Their comedy show, "Versus vs. Versus," begins with Shenoah Allen and Mark Chavez perched on chairs and running through an absurdist news report and commentary; just when you feel you've got your sketch comedy bearings, they veer off into a new, absurd bit, like the one about the chess-playing bat. Oddly enough, it took us about five minutes to realize that they are called the Pajama Men at least in part because they both wear pajamas (tops and bottoms, so it's almost formal) throughout the show. Or maybe those happy hour (5-8 p.m.) margaritas at Cha Cha are stronger than we thought.
"Versus vs. Versus," produced by Infinity Live, is hosted at the Annex Theatre (through December 20, tickets $12/$18), just kitty-corner to the Cha Cha, which is why we mention the margaritas--but there's also a bar at Annex, just so you know. It's cozy.
You don't need to drink to enjoy the Pajama Men, of course. We're just saying. They're a very funny duo and they have awards and have played at Dublin's Samuel Beckett Theatre, which if you're honest is more than most of you have done.
While it's an odd show--the Benny-Hill-fast-motion sequence of a killer jumping rope with someone's intestines comes to mind--the humor is distinctly, nerdily, warm-hearted. Part cut-up post-modern narrative and part improv sketch, "Versus vs. Versus" does turn out to tell a story, though you probably wouldn't complain if it didn't; Allen and Chavez have a preternatural grasp of sketch pacing: sometimes the ideas skim off into others via free association, sometimes they develop into "no-net" routines, like the love song serenade of the audience member. The hour flies by, the skids greased by the giddiness of improv.

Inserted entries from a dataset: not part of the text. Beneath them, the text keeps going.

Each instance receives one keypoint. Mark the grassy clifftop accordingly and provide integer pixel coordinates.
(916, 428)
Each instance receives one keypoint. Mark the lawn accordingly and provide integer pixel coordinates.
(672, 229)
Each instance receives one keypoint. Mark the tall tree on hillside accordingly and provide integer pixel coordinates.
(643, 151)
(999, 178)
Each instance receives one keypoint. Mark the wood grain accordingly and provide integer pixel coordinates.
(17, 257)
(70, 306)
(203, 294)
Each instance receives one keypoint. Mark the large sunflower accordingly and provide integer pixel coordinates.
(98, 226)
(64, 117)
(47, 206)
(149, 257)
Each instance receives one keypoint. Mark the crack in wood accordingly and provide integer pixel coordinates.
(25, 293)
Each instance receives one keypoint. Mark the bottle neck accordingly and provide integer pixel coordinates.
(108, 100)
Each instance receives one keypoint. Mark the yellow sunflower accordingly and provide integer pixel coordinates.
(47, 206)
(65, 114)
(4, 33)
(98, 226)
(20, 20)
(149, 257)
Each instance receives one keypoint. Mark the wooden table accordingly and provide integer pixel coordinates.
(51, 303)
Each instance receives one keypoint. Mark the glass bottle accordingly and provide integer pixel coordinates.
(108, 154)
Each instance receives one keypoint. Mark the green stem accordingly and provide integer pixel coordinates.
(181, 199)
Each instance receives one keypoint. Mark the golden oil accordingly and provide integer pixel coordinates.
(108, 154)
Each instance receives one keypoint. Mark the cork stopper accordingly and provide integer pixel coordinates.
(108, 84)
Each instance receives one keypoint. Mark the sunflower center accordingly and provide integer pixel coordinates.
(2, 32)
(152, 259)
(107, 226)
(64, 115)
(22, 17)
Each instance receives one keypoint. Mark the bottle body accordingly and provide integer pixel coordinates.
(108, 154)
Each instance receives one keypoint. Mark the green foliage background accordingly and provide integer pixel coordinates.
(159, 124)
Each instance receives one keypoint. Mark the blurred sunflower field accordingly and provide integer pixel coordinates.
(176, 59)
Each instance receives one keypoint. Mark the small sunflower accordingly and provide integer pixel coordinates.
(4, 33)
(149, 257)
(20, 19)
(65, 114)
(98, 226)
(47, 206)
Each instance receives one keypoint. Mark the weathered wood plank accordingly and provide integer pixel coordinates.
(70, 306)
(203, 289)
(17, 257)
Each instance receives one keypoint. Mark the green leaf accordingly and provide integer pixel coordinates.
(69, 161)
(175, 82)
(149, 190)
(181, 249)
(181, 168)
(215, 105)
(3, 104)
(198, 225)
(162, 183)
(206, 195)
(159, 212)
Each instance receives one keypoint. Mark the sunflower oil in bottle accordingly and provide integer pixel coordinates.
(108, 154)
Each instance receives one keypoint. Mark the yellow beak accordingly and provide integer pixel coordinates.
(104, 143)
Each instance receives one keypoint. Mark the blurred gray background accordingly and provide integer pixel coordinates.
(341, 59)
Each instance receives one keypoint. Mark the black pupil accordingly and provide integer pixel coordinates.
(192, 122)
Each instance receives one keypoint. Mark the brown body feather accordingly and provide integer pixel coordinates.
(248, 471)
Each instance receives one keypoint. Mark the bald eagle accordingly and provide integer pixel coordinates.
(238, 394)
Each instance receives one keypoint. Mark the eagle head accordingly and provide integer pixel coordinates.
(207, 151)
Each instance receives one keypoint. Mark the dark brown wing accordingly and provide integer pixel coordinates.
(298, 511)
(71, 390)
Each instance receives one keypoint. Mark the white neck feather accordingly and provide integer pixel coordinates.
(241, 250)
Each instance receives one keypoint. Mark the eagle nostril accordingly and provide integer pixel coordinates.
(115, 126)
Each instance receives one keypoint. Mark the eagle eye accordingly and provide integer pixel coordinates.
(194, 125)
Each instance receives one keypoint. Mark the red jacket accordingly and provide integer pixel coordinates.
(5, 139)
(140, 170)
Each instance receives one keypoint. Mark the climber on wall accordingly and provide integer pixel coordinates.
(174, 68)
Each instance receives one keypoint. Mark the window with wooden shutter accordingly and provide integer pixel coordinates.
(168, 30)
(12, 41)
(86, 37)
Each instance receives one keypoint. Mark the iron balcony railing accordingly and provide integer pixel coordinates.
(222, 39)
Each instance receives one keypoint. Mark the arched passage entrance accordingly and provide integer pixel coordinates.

Stretchy-faced Allen plays a horse, Igor-ish servant, tween-ish girl, sexually impulsive wife, and "the man down there." And a European-ish researcher of what's gross. Chavez produces a wide-eyed befuddlement as an everyday dad on the run, and twitchy romantic overtures from nerd-teen-in-love Dan, who gives his survival knife to crushes. After seven years of working together, the two happily needle each other over slips of the tongue; if at times they're having more fun with that than the audience, they're never less than generous with their good-natured goofiness.